As a Duo they are able to bring much more to their sets. “We quickly realised the freedom it gave us to add other elements to our sets. We use analogue synth live, have various jingles, sound bites as well as our own edits of tracks’. In fact the partner ship is going so well they have moved into production together. It really is enough to make you cry.

They now enjoy a monthly residency at the 333 club in London and have their own nightclub in East London named ‘Druzzi’s Baltimore Rave Club’. Bringing the big guns in to a small cosy atmosphere. Weekly club line ups for this include Headman, Erol Alkan, 2 many DJs, The Rapture, Richard X, Mylo and FC Kahuna..

“We love the idea of putting on Soulwax in a 250 venue on a Thursday night for a Fiver, thats exactly what the Gucci Soundsystem is all about”
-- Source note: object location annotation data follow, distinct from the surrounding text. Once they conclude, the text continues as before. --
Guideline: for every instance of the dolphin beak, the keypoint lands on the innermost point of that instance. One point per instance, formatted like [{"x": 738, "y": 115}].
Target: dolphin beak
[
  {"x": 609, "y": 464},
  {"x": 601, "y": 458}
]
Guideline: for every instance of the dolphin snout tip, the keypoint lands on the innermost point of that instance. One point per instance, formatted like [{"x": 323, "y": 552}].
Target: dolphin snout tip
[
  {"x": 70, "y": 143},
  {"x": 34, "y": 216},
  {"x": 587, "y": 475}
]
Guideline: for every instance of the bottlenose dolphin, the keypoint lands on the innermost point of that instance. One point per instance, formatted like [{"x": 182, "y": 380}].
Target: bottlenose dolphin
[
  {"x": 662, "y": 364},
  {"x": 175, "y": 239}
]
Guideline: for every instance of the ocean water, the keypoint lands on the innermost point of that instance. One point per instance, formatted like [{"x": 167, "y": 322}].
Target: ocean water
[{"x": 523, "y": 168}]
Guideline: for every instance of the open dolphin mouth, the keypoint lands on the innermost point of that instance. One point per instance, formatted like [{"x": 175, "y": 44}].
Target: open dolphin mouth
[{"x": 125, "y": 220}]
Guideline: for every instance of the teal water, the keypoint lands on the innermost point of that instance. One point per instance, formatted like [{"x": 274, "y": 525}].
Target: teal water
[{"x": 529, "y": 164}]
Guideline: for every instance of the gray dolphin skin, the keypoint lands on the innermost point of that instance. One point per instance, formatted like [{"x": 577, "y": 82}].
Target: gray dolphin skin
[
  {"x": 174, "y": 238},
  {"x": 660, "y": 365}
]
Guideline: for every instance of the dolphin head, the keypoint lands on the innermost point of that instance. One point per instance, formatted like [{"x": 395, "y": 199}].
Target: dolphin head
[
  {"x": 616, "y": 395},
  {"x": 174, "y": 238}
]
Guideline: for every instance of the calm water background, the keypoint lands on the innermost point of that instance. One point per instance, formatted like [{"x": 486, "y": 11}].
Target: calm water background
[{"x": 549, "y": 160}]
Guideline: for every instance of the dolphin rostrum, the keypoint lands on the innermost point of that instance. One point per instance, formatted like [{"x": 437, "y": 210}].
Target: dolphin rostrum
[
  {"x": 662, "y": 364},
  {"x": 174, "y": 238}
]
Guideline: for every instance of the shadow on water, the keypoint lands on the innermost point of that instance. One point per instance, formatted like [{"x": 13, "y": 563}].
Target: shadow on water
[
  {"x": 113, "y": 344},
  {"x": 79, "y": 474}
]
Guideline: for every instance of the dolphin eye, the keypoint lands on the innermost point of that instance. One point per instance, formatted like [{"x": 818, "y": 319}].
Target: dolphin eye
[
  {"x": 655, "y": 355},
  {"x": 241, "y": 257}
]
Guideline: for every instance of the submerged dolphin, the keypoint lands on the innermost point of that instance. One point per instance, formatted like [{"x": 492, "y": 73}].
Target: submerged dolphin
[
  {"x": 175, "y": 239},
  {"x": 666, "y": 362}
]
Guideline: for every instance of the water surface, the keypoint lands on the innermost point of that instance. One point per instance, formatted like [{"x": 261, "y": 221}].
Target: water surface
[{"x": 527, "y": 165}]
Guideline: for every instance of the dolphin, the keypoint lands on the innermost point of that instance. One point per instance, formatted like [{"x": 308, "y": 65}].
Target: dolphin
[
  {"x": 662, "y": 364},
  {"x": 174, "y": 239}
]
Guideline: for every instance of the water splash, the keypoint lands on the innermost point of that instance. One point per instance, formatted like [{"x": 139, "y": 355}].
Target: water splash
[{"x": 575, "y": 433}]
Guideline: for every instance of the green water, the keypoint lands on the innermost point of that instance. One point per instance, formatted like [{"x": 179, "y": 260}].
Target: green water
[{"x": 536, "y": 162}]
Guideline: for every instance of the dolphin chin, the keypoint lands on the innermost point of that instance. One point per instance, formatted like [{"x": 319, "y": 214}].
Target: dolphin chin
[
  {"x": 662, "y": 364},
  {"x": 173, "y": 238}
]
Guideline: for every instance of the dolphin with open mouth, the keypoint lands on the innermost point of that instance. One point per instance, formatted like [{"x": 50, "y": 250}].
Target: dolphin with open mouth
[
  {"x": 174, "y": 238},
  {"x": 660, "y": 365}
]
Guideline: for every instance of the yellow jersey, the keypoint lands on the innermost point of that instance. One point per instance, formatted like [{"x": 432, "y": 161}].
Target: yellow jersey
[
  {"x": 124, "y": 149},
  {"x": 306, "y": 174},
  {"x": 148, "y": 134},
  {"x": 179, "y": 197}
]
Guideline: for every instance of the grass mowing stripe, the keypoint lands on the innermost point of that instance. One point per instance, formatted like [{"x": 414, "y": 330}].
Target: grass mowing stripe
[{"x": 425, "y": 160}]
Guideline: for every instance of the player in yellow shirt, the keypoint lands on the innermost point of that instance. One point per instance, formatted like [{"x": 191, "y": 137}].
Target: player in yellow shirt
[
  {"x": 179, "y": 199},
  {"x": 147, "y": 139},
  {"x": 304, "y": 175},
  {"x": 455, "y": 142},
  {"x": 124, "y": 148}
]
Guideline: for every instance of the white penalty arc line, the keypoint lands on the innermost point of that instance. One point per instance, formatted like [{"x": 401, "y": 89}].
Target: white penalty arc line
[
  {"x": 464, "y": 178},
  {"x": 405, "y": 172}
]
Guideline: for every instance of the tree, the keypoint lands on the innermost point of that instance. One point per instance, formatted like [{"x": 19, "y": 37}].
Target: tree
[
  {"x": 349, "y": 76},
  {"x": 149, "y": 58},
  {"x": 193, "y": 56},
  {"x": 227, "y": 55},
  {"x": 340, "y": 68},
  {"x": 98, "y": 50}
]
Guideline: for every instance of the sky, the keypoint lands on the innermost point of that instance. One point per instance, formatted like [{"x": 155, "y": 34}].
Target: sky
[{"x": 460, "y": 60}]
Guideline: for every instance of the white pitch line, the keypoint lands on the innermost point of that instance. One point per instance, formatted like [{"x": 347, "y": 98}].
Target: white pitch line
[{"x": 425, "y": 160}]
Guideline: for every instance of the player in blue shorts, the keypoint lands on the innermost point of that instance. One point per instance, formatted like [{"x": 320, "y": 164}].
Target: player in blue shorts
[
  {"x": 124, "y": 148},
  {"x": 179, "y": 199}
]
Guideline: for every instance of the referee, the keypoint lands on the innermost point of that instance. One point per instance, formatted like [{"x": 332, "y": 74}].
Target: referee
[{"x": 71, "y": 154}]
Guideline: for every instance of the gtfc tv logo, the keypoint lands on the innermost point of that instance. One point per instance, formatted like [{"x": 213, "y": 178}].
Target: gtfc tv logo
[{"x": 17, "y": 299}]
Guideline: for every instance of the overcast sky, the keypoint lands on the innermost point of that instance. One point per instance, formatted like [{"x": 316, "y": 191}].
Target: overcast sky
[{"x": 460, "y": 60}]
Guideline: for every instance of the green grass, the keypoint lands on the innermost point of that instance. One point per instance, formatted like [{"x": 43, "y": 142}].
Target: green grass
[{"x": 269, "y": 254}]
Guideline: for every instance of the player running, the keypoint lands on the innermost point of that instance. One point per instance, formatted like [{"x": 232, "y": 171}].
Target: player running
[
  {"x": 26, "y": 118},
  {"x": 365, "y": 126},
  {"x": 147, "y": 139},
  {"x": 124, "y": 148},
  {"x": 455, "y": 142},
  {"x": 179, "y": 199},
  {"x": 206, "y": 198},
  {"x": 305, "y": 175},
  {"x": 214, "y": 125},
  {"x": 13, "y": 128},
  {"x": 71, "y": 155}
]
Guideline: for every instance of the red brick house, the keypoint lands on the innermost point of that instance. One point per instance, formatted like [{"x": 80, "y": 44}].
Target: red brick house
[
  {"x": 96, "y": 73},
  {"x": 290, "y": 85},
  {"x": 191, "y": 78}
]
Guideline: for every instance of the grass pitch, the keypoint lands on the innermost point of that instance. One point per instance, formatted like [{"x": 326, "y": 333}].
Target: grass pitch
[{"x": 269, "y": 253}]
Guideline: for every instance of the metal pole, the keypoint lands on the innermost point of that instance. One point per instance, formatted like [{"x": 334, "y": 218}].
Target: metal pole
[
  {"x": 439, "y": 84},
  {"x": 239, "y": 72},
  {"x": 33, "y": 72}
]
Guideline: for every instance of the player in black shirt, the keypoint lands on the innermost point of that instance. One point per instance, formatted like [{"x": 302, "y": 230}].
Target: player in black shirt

And so our story draws to a close with Riton’s brand new and second album Homies & Homos. joined by cohorts Lee Jones (from Howdi) and Luca Santucci (voice of Playgroup‘s ‘Number One‘) Riton has once again pulled it out the bag, the kind of immediate and exciting record that leaves you sitting bolt upright, staring straight ahead with a bit of dribble forming at the corner of your mouth. The songs take their subject matter from the seedier side of city living, lyrics for tracks like Square Eyes, Anger Man and Homeless fit seamlessly with Riton’s angular beats and bleeps and the choice of an all male vocal album adds to the griminess of the affair. Covering several decades in style and concept(the 80s and 90s especially in full effect) there is a cover of The Cure’s ‘Killing an Arab’ which fits cosily with Candy a sleazy affair sounding like the bastard offspring of The Neptunes and Blackstrobe. Create in you mind Ziggy-era Bowie in a seedy foursome with The Pet Shop Boys and Peaches and you’ve got it in a nutshell.

Now who wouldn’t want a piece of that?